In [None]:
#import libraries
import pandas as pd
import numpy as np
import seaborn as sns
import matplotlib.pyplot as plt

In [None]:
#load the dataset
data = pd.read_csv(r'Thesis data\data_app_cat-241.csv', dtype='unicode')

In [None]:
#create month column
data['month'] = pd.to_datetime(data['startTime']).dt.month

Data cleaning 

In [None]:
#group the data by studentID, session, month

sessions = data.groupby(['StudentID'])['session', 'month'].nunique().reset_index()

In [None]:
#remove participants with less than 200 sessions and less than 3 months participation in the study

cleaned = sessions[(sessions['session'] > 200)]

cleaned = cleaned[(cleaned['month']>=3)]

In [None]:
#filter only the students who participated more than 3 months and have more than 200 sessions

new_data = data[data['StudentID'].isin(cleaned['StudentID'])]



Exploratory Data Analysis

In [None]:
student_session =new_data.groupby(['StudentID'])['session'].nunique().reset_index()

In [None]:
#create a density plot to see the sessions distribution


sns.kdeplot(cleaned['session'], shade=True)

#add labels and title
plt.xlabel('X-axis')
plt.ylabel('Density')
plt.title('Density Plot')

plt.xlim(0, max(cleaned['session']))


plt.show()

In [None]:
#create a barplot to see the most active months of phone usage

sns.histplot(cleaned['month'])

#add labels and title
plt.xlabel('X-axis')
plt.ylabel('Density')
plt.title('Density Plot')

plt.xlim(min(cleaned['month']), max(cleaned['month']))

plt.show()

In [None]:
#Plot of the monimum, maximum and average session 

min_session = student_session['session'].min()
max_session = student_session['session'].max()
average_session = student_session['session'].mean()
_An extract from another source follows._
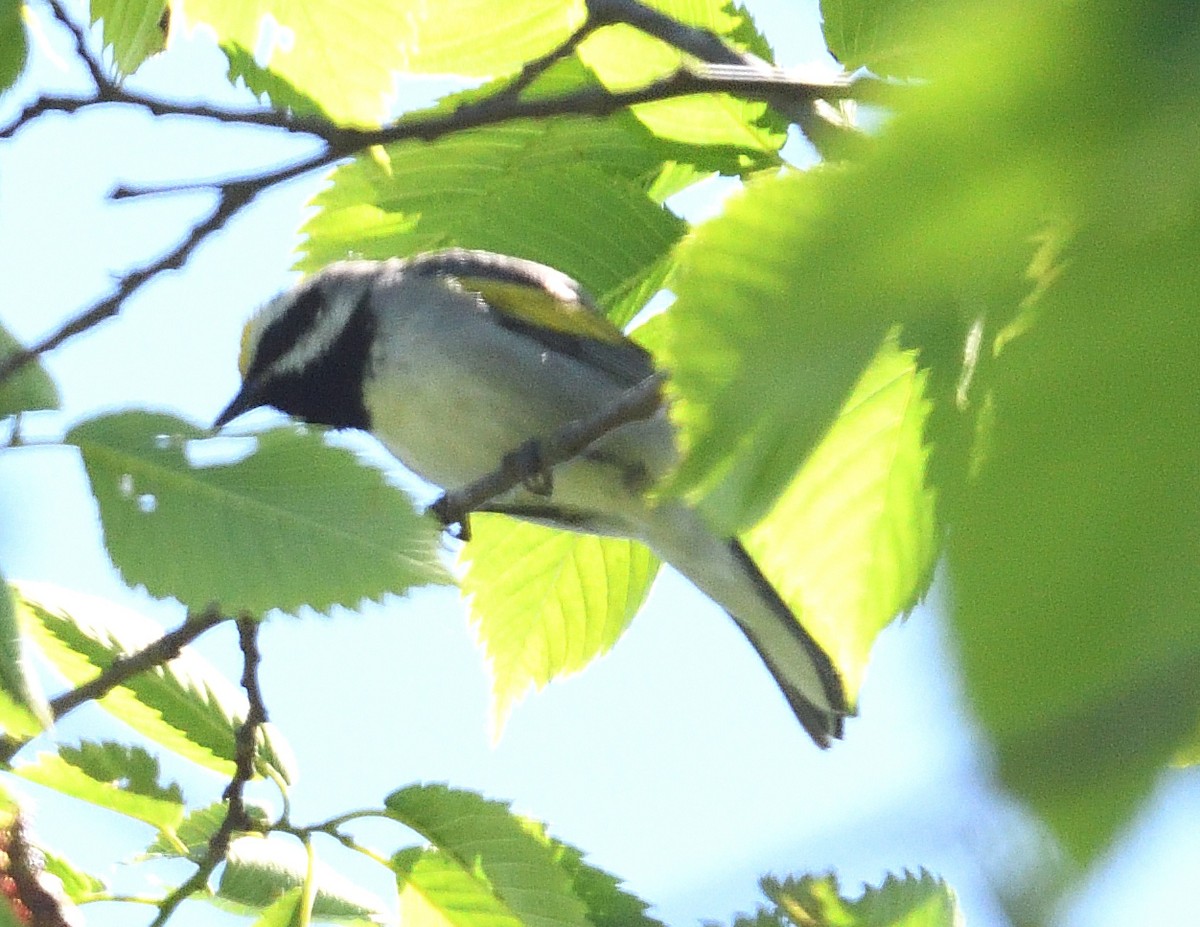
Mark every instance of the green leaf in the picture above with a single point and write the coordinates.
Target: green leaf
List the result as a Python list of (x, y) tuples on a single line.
[(436, 891), (816, 901), (79, 886), (124, 779), (133, 29), (569, 192), (13, 46), (853, 539), (503, 35), (30, 388), (262, 82), (887, 36), (489, 860), (283, 911), (295, 524), (1074, 568), (546, 602), (191, 838), (607, 903), (342, 54), (1073, 560), (624, 58), (23, 707), (757, 380), (184, 705), (259, 871)]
#create a DataFrame for the statistics
statistics_df = pd.DataFrame({'Statistics': ['Minimum', 'Maximum', 'Average'],
                              'Session': [min_session, max_session, average_session]})

#display the table
statistics_df

In [None]:
student_month =new_data.groupby(['StudentID'])['month', 'session'].nunique().reset_index()

In [None]:
#percentage of students who participated for 3-4 months and students who participated for 5-6 months

import matplotlib.pyplot as plt

#calculate the number of people who participated for 3 and 4 months
three_four_months_count = len(student_month[(student_month['month'] <= 3) & (student_month['month'] <= 4)])

#calculate the number of people who participated for 5 and 6 months
five_six_months_count = len(student_month[(student_month['month'] >= 5) & (student_month['month'] <= 6)])
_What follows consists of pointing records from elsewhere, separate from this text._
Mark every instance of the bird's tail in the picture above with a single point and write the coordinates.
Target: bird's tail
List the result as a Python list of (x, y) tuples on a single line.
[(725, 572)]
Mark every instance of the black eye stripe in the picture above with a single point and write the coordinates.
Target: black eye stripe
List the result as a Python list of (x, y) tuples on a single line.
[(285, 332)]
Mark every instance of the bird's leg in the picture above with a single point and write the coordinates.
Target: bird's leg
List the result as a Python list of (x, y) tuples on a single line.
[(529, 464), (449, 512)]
#calculate the total number of participants
total_participants = len(student_month)

#calculate the percentage of people who participated for 3 and 4 months
three_four_months_percentage = (three_four_months_count / total_participants) * 100

#calculate the percentage of people who participated for 5 and 6 months
five_six_months_percentage = (five_six_months_count / total_participants) * 100

#create a bar chart to visualize the percentages
plt.figure(figsize=(8, 6))
plt.bar(['3-4 Months', '5-6 Months'], [three_four_months_percentage, five_six_months_percentage], color=['blue', 'green'])

#add labels and title
plt.xlabel('Participation Duration')
plt.ylabel('Percentage')
plt.title('Percentage of Participants by Duration')

# show the percentages above the bars
for i, v in enumerate([three_four_months_percentage, five_six_months_percentage]):
    plt.text(i, v + 1, f'{v:.2f}%', ha='center', color='black', fontweight='bold')

plt.show()

In [None]:
#plot the most used applications

import matplotlib.pyplot as plt

# Calculate the sum of minutes for each category
category_minutes = new_data.groupby('better_category')['minutes'].sum()
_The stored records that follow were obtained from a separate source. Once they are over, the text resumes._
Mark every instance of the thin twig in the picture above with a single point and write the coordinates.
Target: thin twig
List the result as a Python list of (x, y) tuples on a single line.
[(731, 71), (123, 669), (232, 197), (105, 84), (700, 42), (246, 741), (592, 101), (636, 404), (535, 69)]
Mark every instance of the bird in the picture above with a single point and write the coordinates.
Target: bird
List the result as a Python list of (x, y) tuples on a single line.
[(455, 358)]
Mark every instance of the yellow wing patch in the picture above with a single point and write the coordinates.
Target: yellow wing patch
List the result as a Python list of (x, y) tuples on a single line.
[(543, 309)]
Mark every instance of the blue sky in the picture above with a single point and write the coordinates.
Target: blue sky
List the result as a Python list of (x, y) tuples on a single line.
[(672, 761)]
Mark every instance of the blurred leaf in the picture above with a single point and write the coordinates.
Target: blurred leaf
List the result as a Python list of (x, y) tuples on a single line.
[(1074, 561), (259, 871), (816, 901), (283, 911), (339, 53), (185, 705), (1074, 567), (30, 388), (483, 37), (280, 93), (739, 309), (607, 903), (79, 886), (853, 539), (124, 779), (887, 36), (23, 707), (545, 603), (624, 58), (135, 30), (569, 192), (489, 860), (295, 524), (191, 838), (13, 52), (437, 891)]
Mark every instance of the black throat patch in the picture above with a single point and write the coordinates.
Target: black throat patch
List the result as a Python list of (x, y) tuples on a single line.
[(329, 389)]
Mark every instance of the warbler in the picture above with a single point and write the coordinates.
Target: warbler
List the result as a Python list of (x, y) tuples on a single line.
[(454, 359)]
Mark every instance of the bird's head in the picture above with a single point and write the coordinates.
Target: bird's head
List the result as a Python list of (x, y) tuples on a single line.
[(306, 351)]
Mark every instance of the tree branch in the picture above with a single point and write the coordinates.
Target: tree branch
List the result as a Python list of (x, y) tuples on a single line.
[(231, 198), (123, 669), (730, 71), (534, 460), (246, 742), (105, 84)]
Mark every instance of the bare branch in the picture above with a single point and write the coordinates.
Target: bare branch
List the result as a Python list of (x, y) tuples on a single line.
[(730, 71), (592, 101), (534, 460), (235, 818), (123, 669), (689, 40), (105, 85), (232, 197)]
# Get the top 10 categories with the highest minutes
top_10_categories = category_minutes.nlargest(10)

# Plot the bar chart for the top 10 categories
plt.figure(figsize=(10, 6))
sns.barplot(x=top_10_categories.index, y=top_10_categories.values, palette='viridis')

# Add a title and labels
plt.title('Top 10 Categories with Highest Amount of Minutes')
plt.xlabel('Categories')
plt.ylabel('Total Minutes among students')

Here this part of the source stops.